Since last September, She Academy has had a permanent home in the northern side of town off Metropolitan Boulevard. That is a long way from the days when Shedrick sometimes mentored from her home or even the library at FAMU.
Shedrick had volunteered to mentor students for Leon County School while holding down a fulltime job with FDLE. But she was limited to working with just one student. She took a leap of faith, retiring from FDLE, where she worked after earning a degree in criminal justice from FAMU in 2016. She went full time into mentoring, starting with 10 girls from the same class at Rickards High School.
Leaving a secured job came with a risk that Shedrick said she felt she had to take.
“It was no longer exciting for me,” she said. “I just spent my time with God, looking for purpose and direction and in the midst of just meditating things started to reveal themselves.”
The pandemic outbreak in 2020 slowed things a bit. Shedrick went back to an old job at the Capitol and while there began to reassess her plans for She Academy.
Meanwhile, she collected clothing and books. She set up a curriculum, too. The program operates on the school year calendar.
Some of the typical things that She Academy participants do include writing affirmations to uplift spirits of the shut-in, writing journals and watching a documentary. They also have a workroom for after-school work.
Their schedule also includes hearing from professional writers, people in healthcare, educators and entrepreneurs.

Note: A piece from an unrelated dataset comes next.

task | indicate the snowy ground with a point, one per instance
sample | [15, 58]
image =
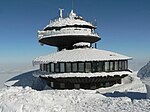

The program is thriving through fund raising and supporters who offer in-kind services. It has also received grants and is supplemented by tuitions and resources through its affiliation with the United Partners for Human Services.
The summertime schedule is primarily made up of what Shedrick calls a boot camp. Nia Walter, a rising eight-grader at Montford Middle School, joined around the start of the summer session.
The program impacted her life after the first week, she said.
“The first week was amazing. All the girls were very nice to me,” she said. “It is really a safe place to dig deeper, develop self-confidence and establishing boundaries.”